My father is quite ill; it hit rather suddenly and my family is trying to deal with it the best way we can. The doctors don't know exactly what is going on; he's been treated for several conditions but keeps getting worse. He is now admitted to the hospital where he can have round the clock care and monitoring. We're hopeful they find out what is going on as soon as possible and start treatment so hopefully he can recover.

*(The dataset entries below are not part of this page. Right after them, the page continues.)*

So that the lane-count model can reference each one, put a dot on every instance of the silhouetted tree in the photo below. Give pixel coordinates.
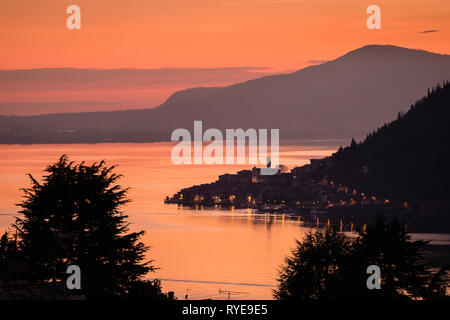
(314, 267)
(328, 265)
(74, 217)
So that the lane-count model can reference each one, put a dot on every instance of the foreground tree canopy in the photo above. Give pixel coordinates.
(74, 217)
(329, 265)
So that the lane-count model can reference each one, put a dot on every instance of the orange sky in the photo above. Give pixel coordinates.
(281, 34)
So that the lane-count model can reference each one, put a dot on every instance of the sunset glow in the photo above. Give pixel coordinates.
(281, 34)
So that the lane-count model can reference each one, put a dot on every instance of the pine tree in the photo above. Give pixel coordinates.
(74, 217)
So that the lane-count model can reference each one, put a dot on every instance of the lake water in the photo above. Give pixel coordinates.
(203, 253)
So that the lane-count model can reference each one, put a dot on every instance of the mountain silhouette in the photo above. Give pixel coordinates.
(345, 97)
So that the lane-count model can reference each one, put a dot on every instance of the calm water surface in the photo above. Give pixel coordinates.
(202, 253)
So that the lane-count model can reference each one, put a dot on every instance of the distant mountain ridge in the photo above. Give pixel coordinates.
(345, 97)
(406, 159)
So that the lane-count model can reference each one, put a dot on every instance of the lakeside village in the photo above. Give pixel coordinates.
(304, 192)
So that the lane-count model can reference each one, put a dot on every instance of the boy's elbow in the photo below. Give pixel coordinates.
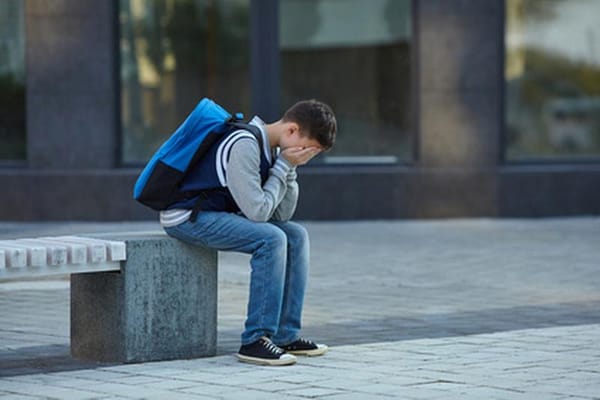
(257, 216)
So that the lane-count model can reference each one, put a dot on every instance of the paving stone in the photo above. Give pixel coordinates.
(444, 309)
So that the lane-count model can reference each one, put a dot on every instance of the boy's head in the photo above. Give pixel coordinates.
(315, 120)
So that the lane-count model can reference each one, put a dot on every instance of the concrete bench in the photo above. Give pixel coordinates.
(135, 297)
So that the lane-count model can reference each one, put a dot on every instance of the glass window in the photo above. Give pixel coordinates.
(552, 79)
(12, 80)
(355, 56)
(173, 53)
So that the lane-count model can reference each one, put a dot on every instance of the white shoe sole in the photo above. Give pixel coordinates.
(264, 361)
(319, 351)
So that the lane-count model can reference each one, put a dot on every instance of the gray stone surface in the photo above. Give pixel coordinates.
(451, 309)
(161, 306)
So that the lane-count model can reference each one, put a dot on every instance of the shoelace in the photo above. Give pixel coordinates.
(272, 347)
(305, 341)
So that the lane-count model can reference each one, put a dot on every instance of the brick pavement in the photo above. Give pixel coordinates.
(430, 309)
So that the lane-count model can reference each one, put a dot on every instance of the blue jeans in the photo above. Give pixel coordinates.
(280, 260)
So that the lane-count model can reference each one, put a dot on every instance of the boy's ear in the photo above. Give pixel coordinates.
(292, 128)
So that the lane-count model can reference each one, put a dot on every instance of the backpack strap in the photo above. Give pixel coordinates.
(234, 123)
(253, 129)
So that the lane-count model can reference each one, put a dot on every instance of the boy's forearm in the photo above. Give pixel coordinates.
(287, 207)
(256, 202)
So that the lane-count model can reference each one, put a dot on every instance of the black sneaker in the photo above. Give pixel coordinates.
(264, 352)
(305, 347)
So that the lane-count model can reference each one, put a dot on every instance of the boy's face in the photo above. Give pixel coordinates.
(294, 138)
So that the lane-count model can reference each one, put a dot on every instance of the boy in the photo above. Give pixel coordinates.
(252, 213)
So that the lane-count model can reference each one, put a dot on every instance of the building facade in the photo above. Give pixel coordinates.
(447, 108)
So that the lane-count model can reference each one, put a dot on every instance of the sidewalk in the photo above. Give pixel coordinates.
(465, 309)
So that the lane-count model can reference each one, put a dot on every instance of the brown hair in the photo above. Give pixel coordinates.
(315, 119)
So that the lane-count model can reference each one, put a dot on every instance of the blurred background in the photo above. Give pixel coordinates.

I booked an emergency flight home to be with my family during this very sad time. It's been unbearable being away from them and getting phone calls every night with updates on my father's worsening condition. I'm looking forward to hugging my sister and mom and feeding off their strength, but to be honest, I'm scared to see my father. I know I need to be strong for his sake, but I don't think I'm prepared to see him in his current state. Will he know who I am? Will he be able to hug me when I hug him? Will he ever go back to being the "daddio-joe" I grew up with?
There's a saying - "God never gives you more than He thinks you can handle." And my mom says, "always have trust and faith in God's plan." It's these two sayings that have pulled me through the last couple of weeks. I'm not sure why this has happened to my dad or my family, but I know I'm saying all the prayers I can to the one person who does know why. Please keep my dad and my family in your prayers. I'm hoping God's plan is to allow us more time with my dad and for my dad to have a full recovery.